Les Blumenthal writes a headscratcher about how Obama will relate to the West:
Here’s the question: What does a community organizer from Chicago who spent four years in the Senate before being elected president know about spotted owls, endangered salmon, mountain bark beetles, Western water rights, old-growth forests and the maintenance backlog in the national parks?
The answer: Probably not much.
That’s a bit of an unfair characterization. While Obama may not know that much about the technical aspects of governing the West, his experience as a grassroots organizer would put him smack dab in the middle of the spiritual center of the West’s recent history of conflict.
To put it bluntly, Obama knows all about the West. The conflicts the federal government has been fighting for the past 30 or so years in the West have been against Western versions of Obama.
Organizers (sage brush rebels) who want a distant bureaucracy to not roll over their communities. People who have rallied their neighbors to effect change.
The person Obama would appoint as the federal government’s liaison to the West would be someone who could engage the federal government in not fighting the old fights. Rather, that Interior secretary would attempt to break down the old walls that divide communities, corporations, users of public land, environmentalists and local governments.

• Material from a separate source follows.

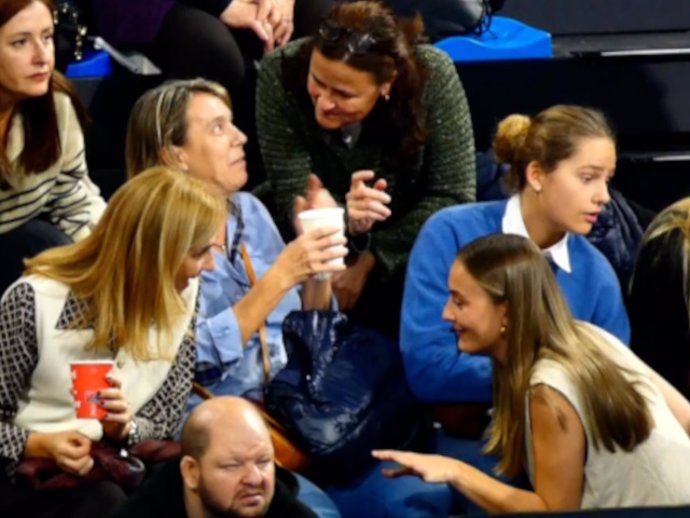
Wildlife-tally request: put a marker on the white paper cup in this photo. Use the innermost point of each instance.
(332, 217)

Daniel Kemmis, has a deep history of a politician (mayor, state house speaker), writer and thinker. It also needs to be said that Kemmis is one of the most Western of Western Democrats. He wouldn’t be seen as a Democrat from the Pacific Coast or east divebombing into the interior West, ready to put the leg-irons of a distant bureaucracy on an entire region.
His short and dirty prescription for Obama’s approach to the West:
Daniel Kemmis, director of the Center for the Rocky Mountain West at the University of Montana and an influential Democrat, said Obama should listen to Democratic elected officials who gained their offices by working with both environmentalists and industry and governing from the middle. Historically, Democrats wrote off the West and Republicans took it for granted. But this time wins in Colorado, Nevada and New Mexico were crucial to Obama’s victory.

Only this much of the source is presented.